Consider such a thing for a game network. Games become primary nodes, probably alongside game devices and consoles, players, developers, composers, development houses, publishers, reviewers, etc. Network users might link news stories to games, reviews to reviewers and games, development houses, etc. Those secondary nodes enrich the information contained within the network itself…but the primary nodes contextualize the meaning of secondary nodes.
In a way Google already attempts to do this, but they’re proceeding in an extremely inorganic way, as they have no concept of the various subnetworks which live across the web. Instead, search engines attempt to view all pages, generally, as pages. At best, they seem to view pages as part of a “site”.
But what about a search engine that crawled the web not via web addresses, but through the eyes of various networks. A given web page would be given semantic meaning based on what connected to it, in all the various networks. Combined with a more traditional web search, this information could more effectively drill down to find sites relevatn to the context the searcher is coming from.
Heck, that sort of search engine could move to being a meta-meta-crawler, drawing connections between primary nodes in disparate networks in order to establish a higher-order context.
Such a network would contain all the metadata for in its primary nodes and in the connection descriptions; secondary nodes would have no need to know what the network thinks of them. In order to integrate this into the semantic web, the network itself needs to expose an API for getting at information relating to both primary nodes and secondary nodes. Facebook has the primary node queries down pretty well, with their new Graph API allowing networks to, assuming they have some starting point, nearly any publicly exposed portion of the primary network and ask for permission to access even more. The difference here is Facebook doesn’t really have a concept of Secondary Nodes. Instead, it is asking other websites to make themselves primary nodes of the Facebook network, via the Open Graph Protocol meta tags.

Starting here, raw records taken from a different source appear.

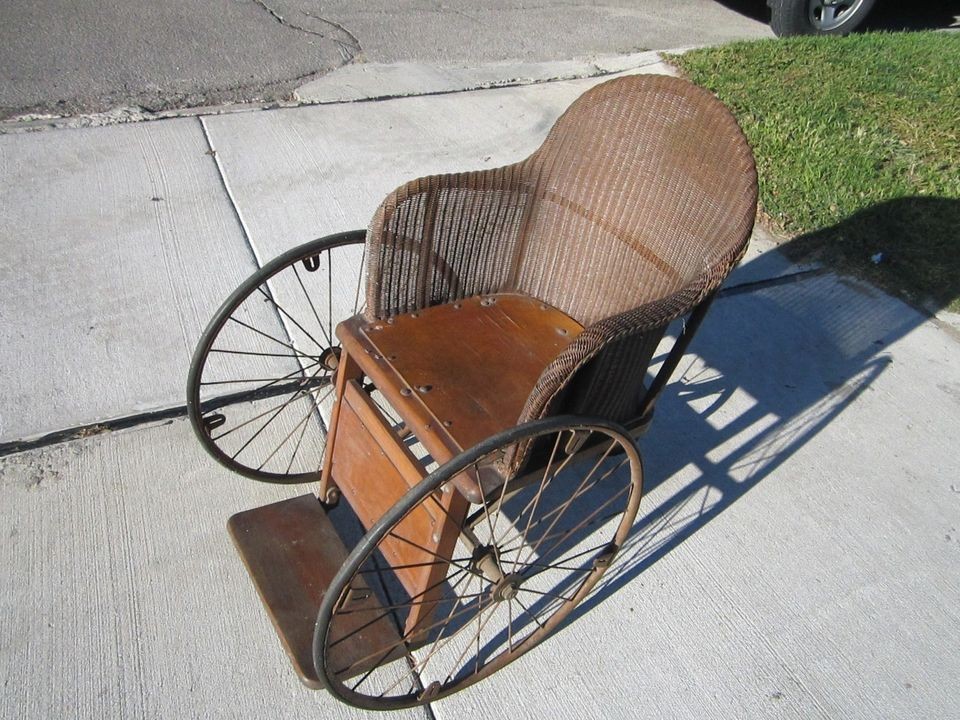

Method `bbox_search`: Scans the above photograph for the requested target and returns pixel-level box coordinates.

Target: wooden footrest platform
[227,495,399,688]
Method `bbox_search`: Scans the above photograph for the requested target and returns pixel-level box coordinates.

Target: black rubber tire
[313,416,643,710]
[187,230,366,484]
[769,0,876,37]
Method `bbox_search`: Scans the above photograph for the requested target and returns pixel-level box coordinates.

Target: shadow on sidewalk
[548,198,960,622]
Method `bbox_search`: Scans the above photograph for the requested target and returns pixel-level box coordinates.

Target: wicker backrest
[367,75,757,438]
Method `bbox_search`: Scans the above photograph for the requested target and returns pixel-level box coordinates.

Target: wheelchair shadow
[552,198,960,624]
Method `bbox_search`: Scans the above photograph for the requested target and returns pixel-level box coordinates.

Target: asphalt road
[0,0,956,119]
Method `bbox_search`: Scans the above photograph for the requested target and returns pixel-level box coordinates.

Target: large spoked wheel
[187,231,365,483]
[314,416,643,710]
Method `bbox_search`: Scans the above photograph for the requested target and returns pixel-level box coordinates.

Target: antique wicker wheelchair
[188,75,757,709]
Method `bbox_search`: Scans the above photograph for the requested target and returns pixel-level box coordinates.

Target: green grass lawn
[670,32,960,311]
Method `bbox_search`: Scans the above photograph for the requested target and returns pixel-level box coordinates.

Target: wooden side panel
[331,381,467,627]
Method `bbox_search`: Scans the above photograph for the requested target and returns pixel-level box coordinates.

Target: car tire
[769,0,876,37]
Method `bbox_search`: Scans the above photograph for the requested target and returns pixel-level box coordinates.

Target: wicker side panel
[367,166,531,319]
[517,76,756,325]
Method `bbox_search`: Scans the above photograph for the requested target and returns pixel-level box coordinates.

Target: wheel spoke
[187,233,366,482]
[317,419,641,709]
[257,286,333,350]
[293,264,333,347]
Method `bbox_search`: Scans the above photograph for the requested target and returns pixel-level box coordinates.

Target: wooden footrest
[227,495,399,688]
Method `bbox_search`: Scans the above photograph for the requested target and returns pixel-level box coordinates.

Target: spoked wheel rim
[314,418,643,709]
[810,0,866,32]
[187,231,365,483]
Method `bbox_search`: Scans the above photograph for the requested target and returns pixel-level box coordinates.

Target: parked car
[767,0,876,36]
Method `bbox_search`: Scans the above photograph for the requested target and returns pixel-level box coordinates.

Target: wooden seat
[337,293,583,502]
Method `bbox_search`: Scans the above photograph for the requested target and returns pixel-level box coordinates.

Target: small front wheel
[187,231,365,483]
[770,0,876,36]
[313,416,643,710]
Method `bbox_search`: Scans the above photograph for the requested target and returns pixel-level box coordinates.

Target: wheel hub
[493,573,523,602]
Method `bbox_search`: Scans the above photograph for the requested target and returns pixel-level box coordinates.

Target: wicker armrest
[366,165,532,320]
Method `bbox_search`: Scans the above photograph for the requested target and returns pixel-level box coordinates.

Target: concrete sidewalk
[0,57,960,719]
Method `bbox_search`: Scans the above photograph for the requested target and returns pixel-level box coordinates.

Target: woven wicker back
[367,75,757,438]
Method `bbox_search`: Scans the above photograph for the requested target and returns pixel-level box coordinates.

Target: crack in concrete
[253,0,363,63]
[0,264,829,458]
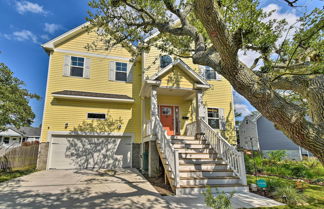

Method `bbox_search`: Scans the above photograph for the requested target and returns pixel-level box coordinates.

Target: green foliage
[203,187,234,209]
[247,175,324,209]
[245,151,324,180]
[268,150,287,162]
[72,111,123,134]
[0,63,40,131]
[274,186,304,205]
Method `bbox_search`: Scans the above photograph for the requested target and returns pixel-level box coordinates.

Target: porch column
[196,89,205,133]
[151,86,158,118]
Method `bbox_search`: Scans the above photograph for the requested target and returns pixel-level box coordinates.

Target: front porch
[141,61,247,194]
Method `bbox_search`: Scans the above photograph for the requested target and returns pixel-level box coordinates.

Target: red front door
[160,105,174,136]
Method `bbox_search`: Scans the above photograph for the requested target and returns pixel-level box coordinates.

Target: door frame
[158,104,181,135]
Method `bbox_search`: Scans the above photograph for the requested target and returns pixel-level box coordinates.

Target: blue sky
[0,0,323,126]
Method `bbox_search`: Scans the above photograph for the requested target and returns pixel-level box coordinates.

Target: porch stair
[157,136,248,195]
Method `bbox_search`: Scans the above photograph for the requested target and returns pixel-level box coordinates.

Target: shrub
[291,164,307,178]
[203,187,234,209]
[268,150,287,162]
[274,186,303,205]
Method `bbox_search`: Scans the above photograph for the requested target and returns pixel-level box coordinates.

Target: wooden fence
[0,144,39,171]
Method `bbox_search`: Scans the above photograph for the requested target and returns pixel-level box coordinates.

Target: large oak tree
[88,0,324,163]
[0,63,40,131]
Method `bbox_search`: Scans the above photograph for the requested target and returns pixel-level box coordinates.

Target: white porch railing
[186,119,247,185]
[186,121,197,136]
[143,120,152,137]
[152,116,180,188]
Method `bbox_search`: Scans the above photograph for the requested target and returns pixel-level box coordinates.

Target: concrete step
[171,136,195,140]
[179,158,224,164]
[176,184,249,195]
[179,169,234,178]
[180,176,240,186]
[179,163,228,171]
[176,148,215,154]
[173,143,210,149]
[171,139,208,144]
[179,153,217,159]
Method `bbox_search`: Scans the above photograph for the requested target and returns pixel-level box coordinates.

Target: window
[208,108,220,129]
[205,66,217,80]
[162,107,172,115]
[88,113,106,119]
[3,137,9,144]
[116,62,127,81]
[160,55,172,68]
[70,57,84,77]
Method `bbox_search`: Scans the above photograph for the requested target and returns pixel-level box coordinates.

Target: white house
[239,112,311,160]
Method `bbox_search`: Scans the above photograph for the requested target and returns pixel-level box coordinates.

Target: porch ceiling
[157,87,195,99]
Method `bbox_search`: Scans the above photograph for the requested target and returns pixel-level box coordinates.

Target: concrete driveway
[0,169,169,209]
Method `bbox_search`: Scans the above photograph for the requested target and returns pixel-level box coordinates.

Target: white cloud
[16,1,47,14]
[234,104,251,117]
[3,30,38,44]
[44,23,63,34]
[40,34,50,40]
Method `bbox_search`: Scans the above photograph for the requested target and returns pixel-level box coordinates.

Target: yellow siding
[161,67,194,89]
[158,94,195,134]
[203,78,236,144]
[56,30,131,57]
[41,37,142,142]
[41,24,235,143]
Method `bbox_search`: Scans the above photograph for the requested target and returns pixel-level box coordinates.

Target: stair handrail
[152,116,180,188]
[199,119,247,185]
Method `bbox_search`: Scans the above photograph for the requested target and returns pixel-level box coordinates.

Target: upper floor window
[88,113,106,119]
[208,108,220,129]
[205,67,216,80]
[70,56,84,77]
[160,55,172,68]
[3,137,9,144]
[115,62,127,81]
[108,61,133,82]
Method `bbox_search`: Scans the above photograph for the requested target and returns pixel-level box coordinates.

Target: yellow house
[41,23,246,193]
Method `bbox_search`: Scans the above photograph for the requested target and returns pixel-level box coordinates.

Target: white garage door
[48,136,132,169]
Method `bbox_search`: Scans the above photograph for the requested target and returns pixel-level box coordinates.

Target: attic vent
[88,113,106,119]
[160,55,172,68]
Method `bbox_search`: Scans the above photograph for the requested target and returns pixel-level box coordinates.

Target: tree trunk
[194,0,324,165]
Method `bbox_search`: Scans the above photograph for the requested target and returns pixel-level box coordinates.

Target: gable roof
[150,59,209,86]
[42,22,90,50]
[19,127,41,137]
[0,127,23,136]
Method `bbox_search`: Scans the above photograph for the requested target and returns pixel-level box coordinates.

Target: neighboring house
[0,127,41,147]
[239,112,310,160]
[41,23,246,194]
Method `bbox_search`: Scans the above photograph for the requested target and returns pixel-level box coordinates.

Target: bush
[274,186,304,205]
[203,187,234,209]
[268,150,287,162]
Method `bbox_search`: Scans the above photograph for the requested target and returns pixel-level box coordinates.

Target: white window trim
[206,107,222,130]
[159,54,174,69]
[114,61,129,83]
[69,55,86,78]
[87,112,107,120]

A secondary node is contextualized by two things: the set of connections from primary nodes to it, and the type of connections those are, which is defined by the network itself. For instance, in Facebook you can connect to something directly. You can have friends, pages you’re connected to, groups you’re a part of. Generally, People have the largest range of possible outgoing connection types. In addition, you can “Like” things, which describes another sort of relationship. Currently, those are limited strictly to primary nodes in the network (strictly things Facebook can actually understand), so you can’t really submit a website to Facebook and see…what everyone thinks about it already.
For instance, if I had this blog on my own server and could make my own widgets, it might be fun to take the link to this post and submit it to Facebook to look up people who’ve connected to it, whether via “Like” or whatever. I could then use Facebook’s authentication system to authenticate people and show them any of their friends who’ve connected here. Beyond that, I could use associated meta-data to check for potentially related links, to text search your friends public connections for things related to the tags on the post, etc.
Sadly, I don’t seem able to do that on Facebook as it is now, because Facebook would want me to embed my blog into its network…and associate it with Bilsybub, the person, I think, so that it could figure out how to categorizes the site. So we’re not quite where I think we’ll end up. We’re closer, though.